Give your parents the gift of serenity.  Tell them you’ve decided not to write that misery memoir after all.

Your editor doesn’t want expensive perfume. Why not write a bestselling series a la Harry Potter instead? It will cost you nothing and bring years of happiness.

Christmas is a time for embracing thine enemy. Wrap a litter of mastiff puppies in pretty gold paper for his/her children.

Stressed over choosing the right gift for your teenagers? Try this nifty trick: place three or four large denomination bills in a festive envelope and watch their faces light up.

And, finally, in the rush to make everyone else happy, don’t forget to treat yourself! A litre of gin and that attractive snowflake tin full of mince pies makes a simple and nourishing breakfast or midnight snack.


10 thoughts on “Surefire last minute Christmas presents.

  1. raych 7 years ago

    Oh my god how can I get far enough onto your bad side that you wrap me up a litter of mastiffs?

    1. Meg Rosoff 7 years ago

      When’s your due date? I’ll have them delivered to coincide.

    1. Meg Rosoff 7 years ago

      I raise my pie and gin to you, Bazza. And thanks for an ever-entertaining and informative blog.

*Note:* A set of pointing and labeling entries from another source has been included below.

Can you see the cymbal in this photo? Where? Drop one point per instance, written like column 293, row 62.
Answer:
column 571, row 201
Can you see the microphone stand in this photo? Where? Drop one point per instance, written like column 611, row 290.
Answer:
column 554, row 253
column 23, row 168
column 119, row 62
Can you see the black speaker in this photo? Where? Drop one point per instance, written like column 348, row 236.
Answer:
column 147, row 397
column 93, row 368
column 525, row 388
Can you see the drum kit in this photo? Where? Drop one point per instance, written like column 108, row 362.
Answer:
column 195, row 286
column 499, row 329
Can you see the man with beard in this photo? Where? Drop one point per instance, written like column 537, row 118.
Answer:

  2. Vivian Oldaker 7 years ago

    Christmas 2012 TV Sensation: “How To Do Christmas” with Meg Rosoff.

    1. Meg Rosoff 7 years ago

      I usually can’t cope with more than a litre at 8am.

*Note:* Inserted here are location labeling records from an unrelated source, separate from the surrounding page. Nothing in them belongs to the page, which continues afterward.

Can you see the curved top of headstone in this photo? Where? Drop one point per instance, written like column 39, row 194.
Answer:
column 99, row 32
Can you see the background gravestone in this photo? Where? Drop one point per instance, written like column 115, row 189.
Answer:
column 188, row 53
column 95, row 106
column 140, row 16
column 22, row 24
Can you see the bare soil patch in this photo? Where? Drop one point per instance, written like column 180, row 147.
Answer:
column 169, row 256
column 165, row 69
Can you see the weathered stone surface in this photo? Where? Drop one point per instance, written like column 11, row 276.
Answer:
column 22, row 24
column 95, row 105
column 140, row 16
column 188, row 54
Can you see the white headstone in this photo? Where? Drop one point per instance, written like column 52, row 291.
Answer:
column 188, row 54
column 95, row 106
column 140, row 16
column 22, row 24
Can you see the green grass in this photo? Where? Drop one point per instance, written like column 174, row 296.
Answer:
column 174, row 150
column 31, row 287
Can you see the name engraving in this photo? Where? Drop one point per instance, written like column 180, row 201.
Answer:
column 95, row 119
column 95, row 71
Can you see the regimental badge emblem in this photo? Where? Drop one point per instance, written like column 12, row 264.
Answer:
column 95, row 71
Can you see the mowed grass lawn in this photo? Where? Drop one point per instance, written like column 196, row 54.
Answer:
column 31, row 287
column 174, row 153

  3. Mieke Zamora-Mackay 7 years ago

    Those festive envelopes were always a great treat when I was growing up. I loved Christmas. I still do.

  4. Kate 7 years ago

    On Christmas Eve I sat in a darkened bedroom and tried to give my son the gift of sleep. That didn’t quite work, so instead I shared my cold with him. I think he would have preferred an i-pod touch.